L’invasion de l’Ukraine par la Russie a déclenché une condamnation mondiale et des sanctions sévères visant à toucher l’économie de Moscou. Pourtant, selon une nouvelle analyse, les revenus du pays provenant des combustibles fossiles, de loin la plus grande part du gâteau, ont atteint des records au cours des cent premiers jours de sa guerre contre l’Ukraine. Comment l’expliquer ?

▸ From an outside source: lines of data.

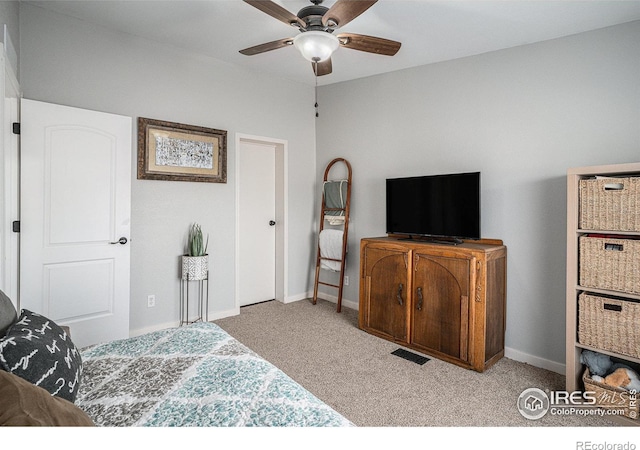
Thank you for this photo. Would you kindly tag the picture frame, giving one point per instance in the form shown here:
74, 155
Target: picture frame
179, 152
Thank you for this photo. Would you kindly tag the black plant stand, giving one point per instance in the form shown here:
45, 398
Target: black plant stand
202, 298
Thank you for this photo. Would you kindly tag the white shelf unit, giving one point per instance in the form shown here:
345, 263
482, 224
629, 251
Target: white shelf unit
574, 369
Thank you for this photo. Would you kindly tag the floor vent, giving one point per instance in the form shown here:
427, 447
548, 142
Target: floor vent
409, 356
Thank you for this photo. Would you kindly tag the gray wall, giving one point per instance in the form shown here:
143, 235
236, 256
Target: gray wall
69, 62
522, 117
10, 16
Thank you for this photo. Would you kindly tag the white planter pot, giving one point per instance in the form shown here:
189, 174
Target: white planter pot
195, 267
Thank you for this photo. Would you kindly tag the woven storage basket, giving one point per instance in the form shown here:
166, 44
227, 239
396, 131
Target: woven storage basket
609, 324
610, 204
610, 263
609, 397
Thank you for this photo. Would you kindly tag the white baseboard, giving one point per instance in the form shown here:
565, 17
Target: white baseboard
536, 361
510, 353
212, 317
334, 299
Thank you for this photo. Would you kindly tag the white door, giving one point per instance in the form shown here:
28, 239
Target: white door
75, 219
256, 217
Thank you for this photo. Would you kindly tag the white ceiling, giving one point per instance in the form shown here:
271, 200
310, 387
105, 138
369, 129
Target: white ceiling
430, 31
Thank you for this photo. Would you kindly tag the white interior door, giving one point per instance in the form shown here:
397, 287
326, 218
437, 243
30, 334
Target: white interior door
257, 222
75, 219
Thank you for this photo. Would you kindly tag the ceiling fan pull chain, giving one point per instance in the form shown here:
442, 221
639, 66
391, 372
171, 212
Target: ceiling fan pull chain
315, 71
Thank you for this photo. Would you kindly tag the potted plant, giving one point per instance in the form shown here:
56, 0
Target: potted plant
195, 263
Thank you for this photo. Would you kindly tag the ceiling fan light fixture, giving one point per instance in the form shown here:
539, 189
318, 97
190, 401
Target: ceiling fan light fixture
316, 46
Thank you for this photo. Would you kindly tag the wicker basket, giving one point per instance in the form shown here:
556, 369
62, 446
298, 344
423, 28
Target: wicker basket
610, 263
609, 397
610, 204
609, 324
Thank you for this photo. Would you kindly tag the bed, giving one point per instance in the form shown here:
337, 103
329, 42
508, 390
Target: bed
195, 375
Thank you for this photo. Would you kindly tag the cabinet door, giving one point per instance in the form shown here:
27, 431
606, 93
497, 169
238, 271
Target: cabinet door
440, 307
386, 291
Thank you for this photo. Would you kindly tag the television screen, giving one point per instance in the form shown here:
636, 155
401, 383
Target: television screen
437, 205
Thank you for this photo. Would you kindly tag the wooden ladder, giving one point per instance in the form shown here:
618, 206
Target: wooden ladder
342, 211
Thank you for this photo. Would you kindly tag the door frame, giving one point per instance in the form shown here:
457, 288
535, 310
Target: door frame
281, 196
10, 189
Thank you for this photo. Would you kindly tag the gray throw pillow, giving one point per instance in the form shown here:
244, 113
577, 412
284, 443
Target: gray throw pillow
38, 350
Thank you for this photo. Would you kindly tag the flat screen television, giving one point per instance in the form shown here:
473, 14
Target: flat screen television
439, 206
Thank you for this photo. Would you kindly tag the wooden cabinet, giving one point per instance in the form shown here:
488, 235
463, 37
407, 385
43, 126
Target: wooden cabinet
580, 228
447, 301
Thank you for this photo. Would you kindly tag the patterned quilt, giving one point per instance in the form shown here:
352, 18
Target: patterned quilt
196, 375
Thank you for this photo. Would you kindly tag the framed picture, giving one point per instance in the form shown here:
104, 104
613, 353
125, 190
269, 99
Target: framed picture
179, 152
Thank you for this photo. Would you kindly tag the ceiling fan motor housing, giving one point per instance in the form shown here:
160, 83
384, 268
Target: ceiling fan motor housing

Au cours des cent premiers jours de sa guerre menée en Ukraine, la Russie aurait encaissé un record de 93 milliards d’euros de revenus provenant des exportations de pétrole, de gaz et de charbon, selon de nouvelles données analysées par le Centre for Research on Energy and Clean Air, basé en Finlande. Environ les deux tiers de ces revenus provenaient du pétrole. Selon l’Agence internationale de l’énergie, les revenus du pétrole et du gaz représentaient déjà à eux seuls 45% du budget fédéral russe en 2021.
Flambée des prix
Les exportations de combustibles fossiles de la Russie ont bien commencé à baisser en volume depuis le début de la guerre, alors que plusieurs pays occidentaux limitent leurs échanges avec Moscou. Cependant, la flambée des prix a fait plus que compenser les effets de cette baisse. Les prix à l’exportation des combustibles fossiles de la Russie ont en effet été supérieurs d’environ 60 % à ceux de l’année dernière en moyenne, et ce, même en tenant compte du fait que le pétrole russe se vend environ 30 % en dessous des prix du marché international.

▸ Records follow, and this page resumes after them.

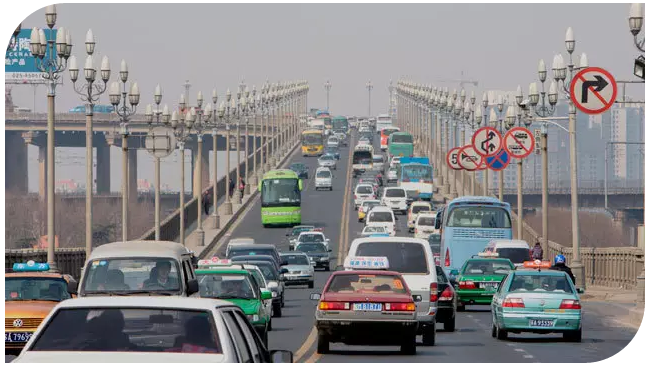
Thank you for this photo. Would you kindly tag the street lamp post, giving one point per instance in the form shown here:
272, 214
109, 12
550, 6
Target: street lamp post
89, 93
51, 66
118, 94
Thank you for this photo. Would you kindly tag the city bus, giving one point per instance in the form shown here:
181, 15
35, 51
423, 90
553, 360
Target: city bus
312, 142
385, 133
383, 121
401, 144
281, 199
362, 158
416, 177
467, 224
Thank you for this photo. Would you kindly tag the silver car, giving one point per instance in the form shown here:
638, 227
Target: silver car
300, 269
327, 161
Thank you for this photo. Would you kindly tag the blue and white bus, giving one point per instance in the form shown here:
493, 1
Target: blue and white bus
416, 177
467, 224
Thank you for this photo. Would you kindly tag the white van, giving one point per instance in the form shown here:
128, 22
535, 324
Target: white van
414, 260
517, 251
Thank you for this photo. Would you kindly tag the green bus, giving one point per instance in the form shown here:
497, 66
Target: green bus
280, 198
401, 144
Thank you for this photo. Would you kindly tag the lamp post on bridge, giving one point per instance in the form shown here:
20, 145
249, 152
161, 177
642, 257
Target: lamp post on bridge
118, 94
89, 93
43, 48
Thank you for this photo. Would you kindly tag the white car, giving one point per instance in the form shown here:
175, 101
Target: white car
382, 216
374, 231
363, 192
147, 329
323, 178
396, 198
425, 225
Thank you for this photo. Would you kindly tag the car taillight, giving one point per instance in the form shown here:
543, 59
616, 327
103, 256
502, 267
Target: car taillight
467, 285
570, 304
447, 261
514, 303
327, 305
447, 295
433, 292
399, 306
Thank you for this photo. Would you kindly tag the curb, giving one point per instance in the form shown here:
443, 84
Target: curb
244, 206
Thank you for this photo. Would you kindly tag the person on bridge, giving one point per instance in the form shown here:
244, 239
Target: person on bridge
560, 264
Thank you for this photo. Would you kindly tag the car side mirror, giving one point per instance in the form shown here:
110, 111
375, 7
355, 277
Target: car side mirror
281, 356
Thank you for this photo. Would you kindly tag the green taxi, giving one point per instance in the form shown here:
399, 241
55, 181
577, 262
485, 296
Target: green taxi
479, 278
537, 300
238, 286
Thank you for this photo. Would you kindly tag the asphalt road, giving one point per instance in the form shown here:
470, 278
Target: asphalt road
471, 341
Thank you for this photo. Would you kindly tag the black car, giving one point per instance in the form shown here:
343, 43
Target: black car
301, 169
446, 300
317, 253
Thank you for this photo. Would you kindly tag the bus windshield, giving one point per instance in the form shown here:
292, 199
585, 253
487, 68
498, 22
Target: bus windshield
280, 192
478, 217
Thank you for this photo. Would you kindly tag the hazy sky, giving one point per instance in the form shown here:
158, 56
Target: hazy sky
218, 44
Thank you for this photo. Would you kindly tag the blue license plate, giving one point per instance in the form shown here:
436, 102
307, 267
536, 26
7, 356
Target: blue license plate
17, 337
541, 323
367, 306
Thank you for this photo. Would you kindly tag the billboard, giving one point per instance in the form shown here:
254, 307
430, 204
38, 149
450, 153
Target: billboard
20, 64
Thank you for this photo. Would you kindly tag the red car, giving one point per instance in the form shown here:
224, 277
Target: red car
366, 307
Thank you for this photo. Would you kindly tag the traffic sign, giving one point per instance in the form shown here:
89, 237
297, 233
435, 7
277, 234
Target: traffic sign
160, 142
499, 161
593, 90
469, 159
451, 158
486, 141
519, 142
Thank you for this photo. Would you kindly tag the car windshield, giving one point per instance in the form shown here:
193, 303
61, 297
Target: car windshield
516, 254
364, 189
403, 257
224, 286
478, 217
311, 237
366, 283
323, 174
311, 247
380, 216
395, 192
294, 259
540, 283
36, 288
133, 274
484, 267
130, 330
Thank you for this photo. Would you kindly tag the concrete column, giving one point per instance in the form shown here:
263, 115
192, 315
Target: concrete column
15, 162
103, 169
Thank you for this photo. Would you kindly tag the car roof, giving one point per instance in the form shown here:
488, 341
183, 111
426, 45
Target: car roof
140, 248
164, 302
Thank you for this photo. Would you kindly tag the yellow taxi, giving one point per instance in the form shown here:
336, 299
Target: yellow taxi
31, 292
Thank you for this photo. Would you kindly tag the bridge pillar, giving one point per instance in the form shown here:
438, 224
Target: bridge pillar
15, 162
103, 170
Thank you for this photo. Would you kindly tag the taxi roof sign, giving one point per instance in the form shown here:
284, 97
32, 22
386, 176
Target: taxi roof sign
366, 262
31, 266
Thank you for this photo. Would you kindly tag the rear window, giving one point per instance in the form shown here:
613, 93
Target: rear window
403, 257
366, 283
395, 192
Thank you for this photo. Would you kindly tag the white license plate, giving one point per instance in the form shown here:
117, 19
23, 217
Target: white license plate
367, 306
541, 323
17, 336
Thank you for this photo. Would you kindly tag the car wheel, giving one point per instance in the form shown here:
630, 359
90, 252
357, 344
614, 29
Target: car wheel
428, 338
323, 343
409, 345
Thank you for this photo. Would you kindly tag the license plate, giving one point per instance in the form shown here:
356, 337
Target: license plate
541, 323
367, 306
17, 336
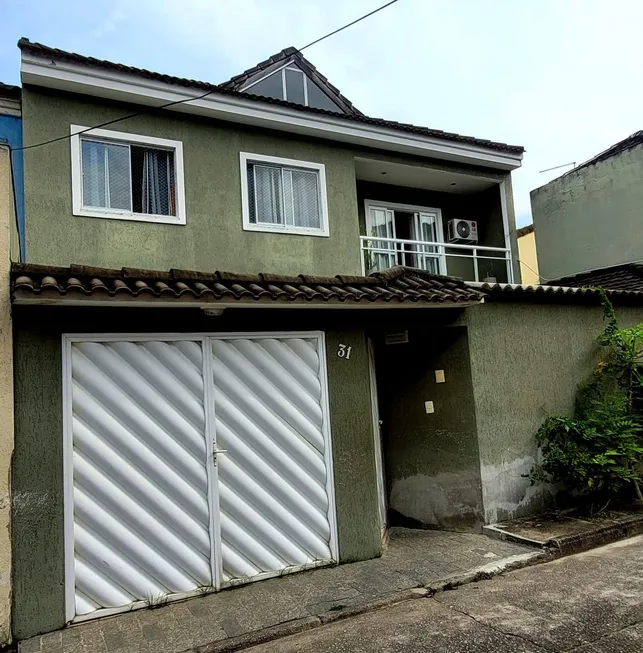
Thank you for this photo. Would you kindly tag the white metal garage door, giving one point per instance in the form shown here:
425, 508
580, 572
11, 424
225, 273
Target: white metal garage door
155, 508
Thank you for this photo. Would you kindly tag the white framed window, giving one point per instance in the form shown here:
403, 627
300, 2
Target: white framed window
126, 176
283, 195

L’Europe a en particulier du mal à couper les ponts, malgré la prise de position de nombreux pays en faveur de l’Ukraine. L’Union européenne (UE) a bien réduit ses importations de gaz de 23 % au cours des cent premiers jours de l’invasion par rapport à la même période il y a un an. Néanmoins, les revenus russes, et notamment ceux de Gazprom, le géant gazier, sont restés environ deux fois plus élevés à la faveur de la hausse des prix.
L’Union européenne a également réduit ses importations de pétrole (-18%). Cependant, là encore, ces pertes russes ont été compensées par les marchés indien et émirati. Autrement dit, les volumes d’exportation de pétrole de la Russie n’ont pas réellement baissé au cours de ces cent premiers jours de guerre.
Selon le Times, même les États-Unis, qui interdisent désormais toutes les importations russes de combustibles fossiles, en achètent probablement indirectement en important des produits pétroliers raffinés des Pays-Bas et d’Inde, qui contiennent très probablement du brut russe.
Dans l’ensemble, la Chine a été le plus grand importateur de combustibles fossiles russes depuis le début de la guerre devant l’Allemagne, l’Italie et les Pays-Bas.
Les combustibles fossiles continuent de financer la guerre
Selon Lauri Myllyvirta, qui a dirigé les recherches, les revenus pétroliers russes dépassent aujourd’hui ce que le pays dépense pour sa guerre en Ukraine. Les dirigeants ukrainiens ont quant à eux de nouveau appelé les pays et entreprises à cesser complètement leurs échanges avec Moscou.
« Nous demandons au monde de faire tout son possible pour couper Poutine et sa machine de guerre de tout financement possible, mais cela prend beaucoup trop de temps« , a déclaré Oleg Ustenko, conseiller économique du président ukrainien Volodymyr Zelensky. « Les combustibles fossiles continuent de financer la guerre de la Russie. Vous pouvez arrêter d’importer du caviar russe et de la vodka russe, et c’est bien, mais certainement pas assez. Vous devez arrêter d’importer du pétrole russe ».